Guerra in Ucraina
I prigionieri russi ci dicono che Putin pensava a una guerra-lampo
Il presidente russo ci prova, ma la censura totale non c’è. Gli attacchi cyber e la realtà parallela scoppiata
Kyiv – “Russi, fate tutto il possibile per fermare questa guerra. Né l’Ucraina né la Russia ne hanno bisogno, solo Putin ne ha bisogno”. Ogni parola che esce dalla bocca a un prigioniero di guerra va presa con cautela, soprattutto se parla in una conferenza stampa organizzata dall’esercito nemico che lo ha appena catturato e davanti ai giornalisti del paese che lui e i suoi commilitoni hanno invaso. Ma quello che raccontano i nove soldati russi, davanti alle telecamere e a una platea semi deserta ad eccezione di qualche militare ucraino, fa effetto. Per due ragioni: la prima è che alcune informazioni interessanti sono credibili, nonostante tutto. Il tenente Dmitry Kovalensky ha detto di essere stato avvisato che quello che andava a fare non era un’esercitazione, e che avrebbe dovuto invadere l’Ucraina con il suo carro armato, soltanto la sera prima che Putin cominciasse questa guerra. Ha detto che non gli era stato permesso di spiegarlo ai suoi sottoposti, loro lo hanno capito solo una volta varcato il confine. La stessa cosa la raccontano molti altri russi catturati che, secondo l’intelligence militare ucraina, sono 245 nei primi dodici giorni di guerra. Si tratta di un’informazione che non proviene solo dagli interrogatori e dalla conferenza stampa, era filtrata anche da alcuni report delle agenzie d’intelligence occidentali che avevano intercettato le comunicazioni dei russi.
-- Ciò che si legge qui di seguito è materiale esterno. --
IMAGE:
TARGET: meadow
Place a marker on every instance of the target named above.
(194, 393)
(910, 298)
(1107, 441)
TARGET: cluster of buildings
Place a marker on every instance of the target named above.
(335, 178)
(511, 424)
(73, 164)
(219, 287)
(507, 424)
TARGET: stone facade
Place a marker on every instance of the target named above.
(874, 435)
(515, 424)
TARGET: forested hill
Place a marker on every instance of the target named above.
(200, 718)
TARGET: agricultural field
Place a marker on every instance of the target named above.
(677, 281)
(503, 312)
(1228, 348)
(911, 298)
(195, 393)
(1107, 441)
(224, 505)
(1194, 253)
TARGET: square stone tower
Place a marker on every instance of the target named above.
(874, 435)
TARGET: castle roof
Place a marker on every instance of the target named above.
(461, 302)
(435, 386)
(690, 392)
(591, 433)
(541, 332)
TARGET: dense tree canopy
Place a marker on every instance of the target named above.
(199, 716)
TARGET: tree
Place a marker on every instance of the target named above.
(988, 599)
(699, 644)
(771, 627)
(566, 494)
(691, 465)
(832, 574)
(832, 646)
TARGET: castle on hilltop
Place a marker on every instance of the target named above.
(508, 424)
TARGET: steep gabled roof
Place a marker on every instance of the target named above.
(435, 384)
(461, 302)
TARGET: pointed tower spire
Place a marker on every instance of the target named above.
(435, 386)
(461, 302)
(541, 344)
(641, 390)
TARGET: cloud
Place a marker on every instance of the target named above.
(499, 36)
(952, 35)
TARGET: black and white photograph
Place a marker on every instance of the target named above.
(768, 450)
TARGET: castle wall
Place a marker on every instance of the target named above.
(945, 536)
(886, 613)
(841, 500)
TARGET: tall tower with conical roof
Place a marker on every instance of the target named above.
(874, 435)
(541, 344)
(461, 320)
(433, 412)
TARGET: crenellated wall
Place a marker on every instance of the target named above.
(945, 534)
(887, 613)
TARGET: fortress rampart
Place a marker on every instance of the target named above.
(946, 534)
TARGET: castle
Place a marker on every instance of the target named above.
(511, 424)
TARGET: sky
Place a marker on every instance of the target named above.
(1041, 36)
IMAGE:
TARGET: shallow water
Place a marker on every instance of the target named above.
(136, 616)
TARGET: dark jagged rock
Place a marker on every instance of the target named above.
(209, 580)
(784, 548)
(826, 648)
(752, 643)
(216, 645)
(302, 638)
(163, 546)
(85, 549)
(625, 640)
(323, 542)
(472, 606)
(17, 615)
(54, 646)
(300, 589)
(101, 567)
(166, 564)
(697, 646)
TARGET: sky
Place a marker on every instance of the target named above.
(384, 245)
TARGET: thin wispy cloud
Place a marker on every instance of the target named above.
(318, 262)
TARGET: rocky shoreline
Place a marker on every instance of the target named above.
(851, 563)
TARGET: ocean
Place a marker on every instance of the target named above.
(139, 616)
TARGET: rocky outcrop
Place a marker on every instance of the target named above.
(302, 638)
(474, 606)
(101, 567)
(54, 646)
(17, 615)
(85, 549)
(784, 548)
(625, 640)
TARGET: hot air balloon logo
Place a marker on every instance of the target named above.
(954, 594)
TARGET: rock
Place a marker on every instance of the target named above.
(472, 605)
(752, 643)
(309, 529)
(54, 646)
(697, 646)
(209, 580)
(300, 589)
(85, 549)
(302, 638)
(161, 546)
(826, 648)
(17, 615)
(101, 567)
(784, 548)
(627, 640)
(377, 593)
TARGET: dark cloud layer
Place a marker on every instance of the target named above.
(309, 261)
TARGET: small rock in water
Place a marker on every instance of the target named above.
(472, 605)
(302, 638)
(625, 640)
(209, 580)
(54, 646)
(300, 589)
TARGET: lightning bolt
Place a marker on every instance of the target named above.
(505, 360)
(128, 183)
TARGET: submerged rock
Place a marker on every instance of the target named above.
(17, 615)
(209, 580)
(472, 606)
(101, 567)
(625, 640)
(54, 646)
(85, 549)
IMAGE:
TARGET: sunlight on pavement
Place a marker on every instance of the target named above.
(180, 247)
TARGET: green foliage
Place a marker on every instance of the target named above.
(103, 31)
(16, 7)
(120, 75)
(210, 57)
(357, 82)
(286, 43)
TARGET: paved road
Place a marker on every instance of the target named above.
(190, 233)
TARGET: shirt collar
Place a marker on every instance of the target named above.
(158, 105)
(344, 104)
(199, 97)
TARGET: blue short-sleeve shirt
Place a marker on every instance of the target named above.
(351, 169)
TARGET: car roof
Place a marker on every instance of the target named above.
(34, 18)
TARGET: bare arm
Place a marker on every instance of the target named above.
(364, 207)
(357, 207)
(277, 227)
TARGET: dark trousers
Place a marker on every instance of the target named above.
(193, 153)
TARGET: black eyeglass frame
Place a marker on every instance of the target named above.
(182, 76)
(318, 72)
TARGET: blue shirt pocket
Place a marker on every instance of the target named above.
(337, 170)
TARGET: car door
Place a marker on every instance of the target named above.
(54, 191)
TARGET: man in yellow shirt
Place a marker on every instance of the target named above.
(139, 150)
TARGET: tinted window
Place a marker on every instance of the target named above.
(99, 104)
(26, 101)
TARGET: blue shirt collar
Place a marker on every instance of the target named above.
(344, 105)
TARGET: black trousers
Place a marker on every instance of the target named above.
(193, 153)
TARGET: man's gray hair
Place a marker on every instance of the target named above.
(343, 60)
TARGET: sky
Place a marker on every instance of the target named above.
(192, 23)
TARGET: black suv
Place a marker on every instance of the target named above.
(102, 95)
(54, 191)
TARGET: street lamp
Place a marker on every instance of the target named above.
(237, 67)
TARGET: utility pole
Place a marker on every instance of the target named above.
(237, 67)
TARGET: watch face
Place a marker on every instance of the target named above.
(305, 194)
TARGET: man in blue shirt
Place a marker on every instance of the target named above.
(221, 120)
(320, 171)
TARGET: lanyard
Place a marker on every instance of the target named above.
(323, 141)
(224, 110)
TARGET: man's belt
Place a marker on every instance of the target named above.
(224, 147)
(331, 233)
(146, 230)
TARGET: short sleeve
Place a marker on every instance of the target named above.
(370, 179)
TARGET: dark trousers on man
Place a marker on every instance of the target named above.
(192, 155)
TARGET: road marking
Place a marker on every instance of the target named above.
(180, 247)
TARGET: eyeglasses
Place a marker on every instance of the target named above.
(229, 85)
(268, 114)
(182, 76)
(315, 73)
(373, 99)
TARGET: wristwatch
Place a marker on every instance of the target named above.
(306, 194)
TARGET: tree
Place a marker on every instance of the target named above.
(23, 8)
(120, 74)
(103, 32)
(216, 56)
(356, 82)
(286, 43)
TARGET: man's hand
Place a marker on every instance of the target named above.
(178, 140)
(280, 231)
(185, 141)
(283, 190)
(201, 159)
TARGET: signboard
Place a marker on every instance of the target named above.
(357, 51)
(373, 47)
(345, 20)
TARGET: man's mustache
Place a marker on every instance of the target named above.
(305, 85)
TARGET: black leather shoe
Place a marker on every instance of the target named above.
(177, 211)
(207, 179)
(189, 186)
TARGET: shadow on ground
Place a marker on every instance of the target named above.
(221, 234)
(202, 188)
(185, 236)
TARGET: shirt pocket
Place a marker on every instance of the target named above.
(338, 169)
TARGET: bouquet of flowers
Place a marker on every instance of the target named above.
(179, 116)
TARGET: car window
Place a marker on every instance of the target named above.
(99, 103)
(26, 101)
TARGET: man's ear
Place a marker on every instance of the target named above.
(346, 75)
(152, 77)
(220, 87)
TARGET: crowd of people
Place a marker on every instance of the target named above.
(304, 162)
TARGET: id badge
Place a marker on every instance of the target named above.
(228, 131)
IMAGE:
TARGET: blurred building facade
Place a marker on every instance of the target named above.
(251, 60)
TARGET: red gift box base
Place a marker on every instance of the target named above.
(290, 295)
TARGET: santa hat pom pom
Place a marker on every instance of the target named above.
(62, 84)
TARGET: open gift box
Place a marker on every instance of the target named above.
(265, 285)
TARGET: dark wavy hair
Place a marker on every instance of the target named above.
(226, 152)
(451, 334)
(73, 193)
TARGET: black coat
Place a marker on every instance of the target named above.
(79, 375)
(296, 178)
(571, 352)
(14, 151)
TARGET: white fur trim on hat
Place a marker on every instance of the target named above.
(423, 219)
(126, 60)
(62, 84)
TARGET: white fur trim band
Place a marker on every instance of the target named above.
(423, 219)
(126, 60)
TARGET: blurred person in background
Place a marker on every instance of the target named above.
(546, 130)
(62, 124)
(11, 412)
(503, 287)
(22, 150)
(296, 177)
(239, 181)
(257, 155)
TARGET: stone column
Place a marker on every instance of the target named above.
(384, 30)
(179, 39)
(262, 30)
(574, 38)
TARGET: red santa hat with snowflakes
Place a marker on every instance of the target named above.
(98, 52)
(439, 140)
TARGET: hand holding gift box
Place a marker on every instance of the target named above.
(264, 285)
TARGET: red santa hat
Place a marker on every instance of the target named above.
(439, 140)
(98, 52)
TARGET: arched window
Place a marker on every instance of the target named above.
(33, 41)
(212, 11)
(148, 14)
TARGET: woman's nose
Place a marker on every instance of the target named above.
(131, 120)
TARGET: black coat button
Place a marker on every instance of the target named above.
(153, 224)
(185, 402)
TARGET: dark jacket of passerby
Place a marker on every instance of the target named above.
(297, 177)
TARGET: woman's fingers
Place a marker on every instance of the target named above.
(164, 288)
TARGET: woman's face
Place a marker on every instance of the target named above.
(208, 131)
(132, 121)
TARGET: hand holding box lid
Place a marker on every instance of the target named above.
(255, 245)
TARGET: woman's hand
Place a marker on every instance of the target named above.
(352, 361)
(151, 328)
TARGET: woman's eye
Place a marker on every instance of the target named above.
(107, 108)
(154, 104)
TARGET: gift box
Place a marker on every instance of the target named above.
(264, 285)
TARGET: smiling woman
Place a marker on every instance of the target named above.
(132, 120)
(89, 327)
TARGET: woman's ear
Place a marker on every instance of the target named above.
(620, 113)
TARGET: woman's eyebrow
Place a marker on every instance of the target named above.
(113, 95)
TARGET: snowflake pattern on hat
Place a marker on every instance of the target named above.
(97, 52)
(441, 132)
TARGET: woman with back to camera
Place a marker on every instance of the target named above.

È importante perché aiuta a capire come la logistica (dai semicingolati impantanati nel terreno che si sfalda alle scorte di carburante e di cibo che scarseggiano) sia solo una parte del problema: non è una guerra-lampo anche perché alcuni di quelli che la devono combattere non sapevano neppure dove stessero andando. L’impreparazione si riflette sulla psicologia dei soldati e questo ha delle conseguenze pratiche. Kovalensky stava marciando verso Sumy quando è stato colpito dai droni e dai missili anticarro. A questo punto fa una pausa e poi descrive con minuzia il momento in cui “la mia intera colonna è bruciata”. Il suo collega Dmitry Astakhov dice che i russi hanno torto su tutta la linea e che i superiori gli avevano raccontato di un’occupazione nazista dell’Ucraina che non esiste. Altri soldati hanno detto che non vogliono mai più mettere piede in Russia, che temono per le proprie famiglie e si augurano che i loro concittadini fermino questa follia.
È un racconto potente: la seconda funzione della conferenza stampa prescinde dalla credibilità delle singole informazioni (probabilmente in parte oneste e in parte estorte) e riguarda l’impatto che le parole dei prigionieri possono avere sul morale dei soldati nemici e anche sull’opinione pubblica russa. Nonostante tutti gli sforzi di Mosca, imporre una censura totale nel 2022 è impossibile, soprattutto se i migliori gruppi hacker indipendenti del pianeta sono concentrati sull’unico obiettivo di dare fastidio a Putin. Anonymous e altri collettivi cyber hanno attaccato i canali d’informazione russi e per qualche decina di minuti sono riusciti a imporre un palinsesto di notizie sulla guerra vietate dal Cremlino. I russi non sono completamente sigillati in una bolla di propaganda e isolati dal resto del mondo e un amministratore locale siberiano, Sergei Tsivilyov, è stato contestato mentre teneva un discorso ai poliziotti antisommossa della sua città. Loro avevano appena scoperto dove fossero finiti i loro compagni spediti in una missione di addestramento: erano morti o erano stati catturati in Ucraina.